Пенроуз Локвуд встал и подошел к окну. Но взгляд его был устремлен не на дома деловых кварталов Нью-Йорка, а в свое прошлое.
– Три года назад или чуть раньше я встретил молодую женщину. Ей немногим более двадцати лет. Красивая. Достаточно умная. Образованная. Кажется, из хорошей зажиточной семьи. Не из Нью-Йорка. Мне приходилось видеться с ней довольно часто, и постепенно, не отдавая себе в этом отчета, я начал испытывать к ней влечение. Видимо, здесь сыграло роль то, что мы часто виделись. Красивая молодая девушка – таких тысячи работают в Нью-Йорке, – на них обращаешь внимание (потому что они хорошенькие) и тут же забываешь об их существовании.
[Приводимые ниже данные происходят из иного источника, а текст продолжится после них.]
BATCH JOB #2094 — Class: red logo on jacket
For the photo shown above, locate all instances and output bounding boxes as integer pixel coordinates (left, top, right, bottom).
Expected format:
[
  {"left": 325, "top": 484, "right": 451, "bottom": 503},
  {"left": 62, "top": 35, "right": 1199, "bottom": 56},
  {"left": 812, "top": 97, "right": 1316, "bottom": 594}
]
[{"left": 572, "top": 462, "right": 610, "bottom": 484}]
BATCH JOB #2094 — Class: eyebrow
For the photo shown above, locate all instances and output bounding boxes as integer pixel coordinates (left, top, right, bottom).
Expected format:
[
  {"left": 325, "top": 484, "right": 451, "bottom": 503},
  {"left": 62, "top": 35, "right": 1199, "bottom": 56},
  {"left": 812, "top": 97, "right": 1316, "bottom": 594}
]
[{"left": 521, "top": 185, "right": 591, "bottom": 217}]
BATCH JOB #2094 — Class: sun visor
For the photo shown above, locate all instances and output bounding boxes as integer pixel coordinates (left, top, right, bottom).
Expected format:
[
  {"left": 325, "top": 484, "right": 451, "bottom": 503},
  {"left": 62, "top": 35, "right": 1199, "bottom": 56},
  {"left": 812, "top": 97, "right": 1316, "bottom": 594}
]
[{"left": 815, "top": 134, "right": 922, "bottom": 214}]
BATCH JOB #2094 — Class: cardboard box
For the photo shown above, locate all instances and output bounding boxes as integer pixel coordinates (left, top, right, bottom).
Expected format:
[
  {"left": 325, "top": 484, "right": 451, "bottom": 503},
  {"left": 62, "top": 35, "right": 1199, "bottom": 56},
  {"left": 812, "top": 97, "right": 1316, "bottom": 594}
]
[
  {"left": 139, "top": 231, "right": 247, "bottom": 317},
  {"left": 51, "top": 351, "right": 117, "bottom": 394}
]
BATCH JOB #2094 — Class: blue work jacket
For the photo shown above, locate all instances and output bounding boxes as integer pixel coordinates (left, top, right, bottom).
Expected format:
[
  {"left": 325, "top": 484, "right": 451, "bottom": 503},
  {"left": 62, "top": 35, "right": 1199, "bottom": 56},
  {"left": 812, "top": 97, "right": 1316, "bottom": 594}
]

И вот, встречаясь с ней повседневно, время от времени перекидываясь парой слов, я перестал смотреть на нее как на безымянную хорошенькую девушку и скучал, если подолгу не видел.
– Привычка.
– Конечно, – согласился Пенроуз Локвуд. – Как ты, наверное, догадываешься, она работала в одном из здешних финансовых учреждений. Однажды после работы я подвез ее на такси домой. Время у меня было свободное, и я зашел к ней.
– Это случилось три года назад?
– Собственно, уже почти четыре. До того дня в наших отношениях не было ничего личного. Она была для меня мисс такая-то, а я для нее – мистер Локвуд. – Он отошел от окна и сел в просторное вращающееся кожаное кресло, сложил руки на груди и вперил взгляд в свои ботинки. – Это необыкновенная женщина. Несмотря на свои двадцать три года, она уже была замужем, развелась и теперь живет снова под девичьей фамилией. Ее муж был профессиональный картежник в одном из городов Запада, но узнала она об этом лишь когда они отправились в свадебное путешествие в Саратогу. Когда она поняла, что у него за друзья, он признался, что лгал ей. Никаким продавцом облигаций он вообще не был, а был самым что ни на есть профессиональным картежником. Не прошло и года, как она устала от такой жизни. Переключиться на другое занятие он не захотел, сказав, что уже поздно. Тогда она ушла от него, но он не пошел на конфликт. Ему было под сорок, он уже сменил трех-четырех жен, но и скрыл это от нее, а при регистрации брака дал о себе ложные сведения. Поэтому естественно, что он не хотел поднимать шума и довольно охотно дал ей развод. После развода она не захотела возвращаться в свой родной город к родителям и поступила на курсы стенографии и машинописи. Квалифицированной стенографистке с ее внешностью и умом нетрудно найти в Нью-Йорке работу. Кроме того, она три года училась в университете, что ставило ее значительно выше обычных стенографисток, и поэтому ее назначили старшей в группе.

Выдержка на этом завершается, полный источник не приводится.